Una strada alla quale
Stuart e soci hanno deciso di "dare la propria vita", come confessano, con trasporto,
nella distesa country ballad Well Worn Heart,
macinando chilometri su chilometri, sulle note d'una sostenuta Highway
Bound, con sperdute cittadine ed incontaminati paesaggi, a scorrere
veloci al di fuori del finestrino del proprio pick-up. Sembra inoltre aver giovato,
ai nostri, il trasferimento dalla natia San Diego, in quel di Austin, con la polvere
del Lone Star State andata ad attecchire sui pentagrammi tanto di una Leave
A Light On di pura delizia western swing, che nel crooning nasale della
languorosa Ain't No Tellin', dove si avverte l'influenza delle frequentazioni
con il loro, attuale, conterraneo Willie Nelson.

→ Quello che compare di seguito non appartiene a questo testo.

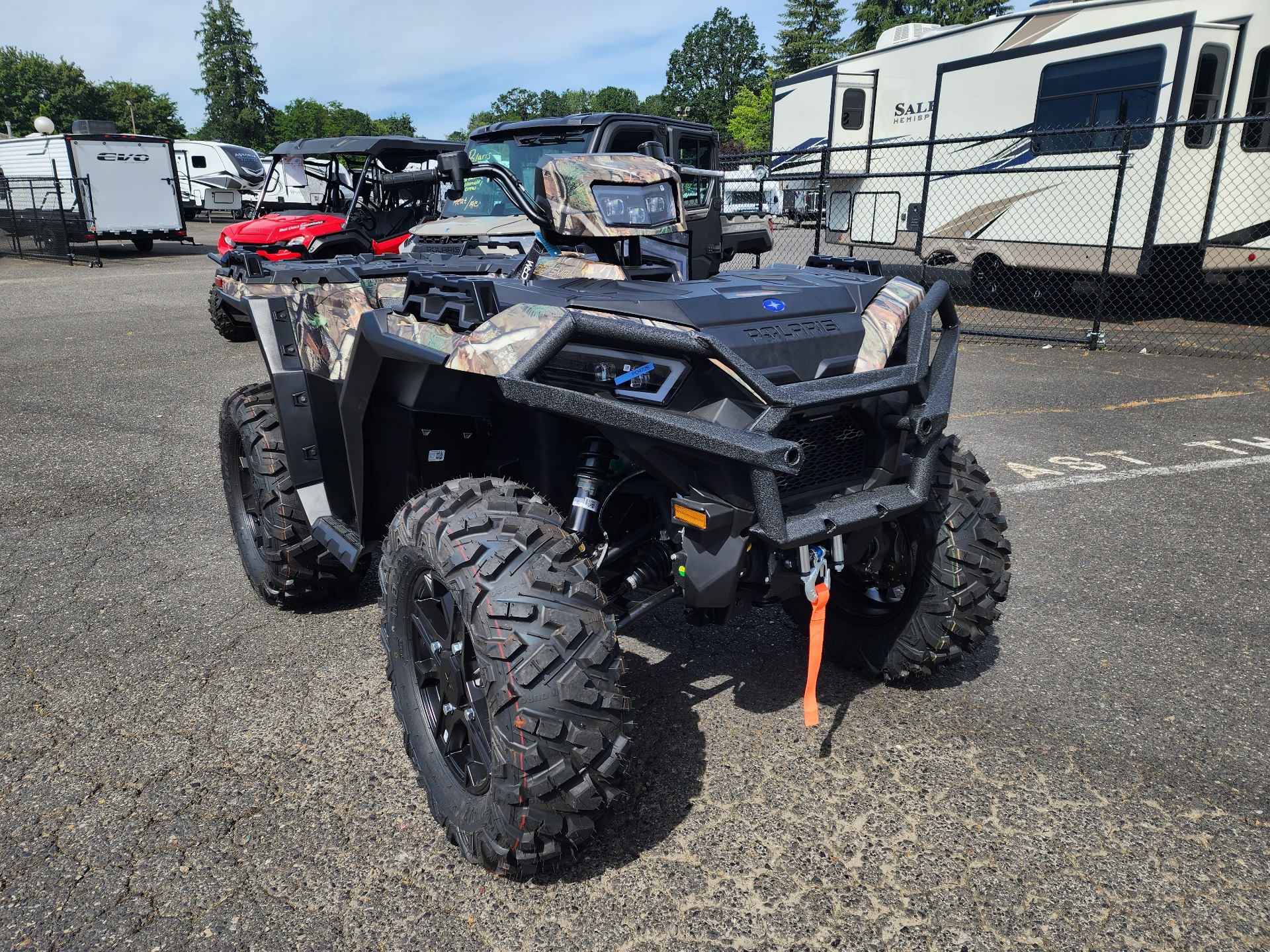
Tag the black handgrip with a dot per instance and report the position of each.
(404, 179)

E se Stuart, nel precedente Bend
In The Road, omaggiava apertamente un altro texano doc, Billy Joe Shaver, rileggendone
la sempiterna I'm Just An Old Chunk Of Coal, oggi dimostra di averne assimilato
l'epicità di scrittura nei muscoli country rock di Poor
Man's Son, così come nella spigliatezza honky tonk di una, a dir poco,
irresistibile title track.
L'accordion di Lou Fannuchi guadagna invece
il proscenio, con il suo mantico "sporcare" le originarie trame stuartiane, in
una Into The Blue dal piccante retrogusto
cajun, così come in El Troubadour, il cui
flavour latino pare arrivare dal barrio losangelino dei Los Lobos. E se il galoppante
up tempo No Honky-Tonks, dà modo al violino di Dennis Caplinger e alla
pedal steel di Dave Berzansky, di destreggiarsi in veloci contrappunti solistici,
la conclusiva, dolorosa Bounds Of Your Heart,
complice il malinconico apporto vocale di Arabella Harrison, non sfigurerebbe,
per pathos e purezza compositiva, in un ipotetico confronto con la recente produzione
del summenzionato Red Headed Stranger. Saranno pure illegittimi, tuttavia riconosciuti
musicalmente quando era ancora in vita, ma sono sicuro che da lassù il buon vecchio
Johnny Cash sorriderà soddisfatto nel vedere come sono cresciuti forti e in salute
questi suoi "pargoli".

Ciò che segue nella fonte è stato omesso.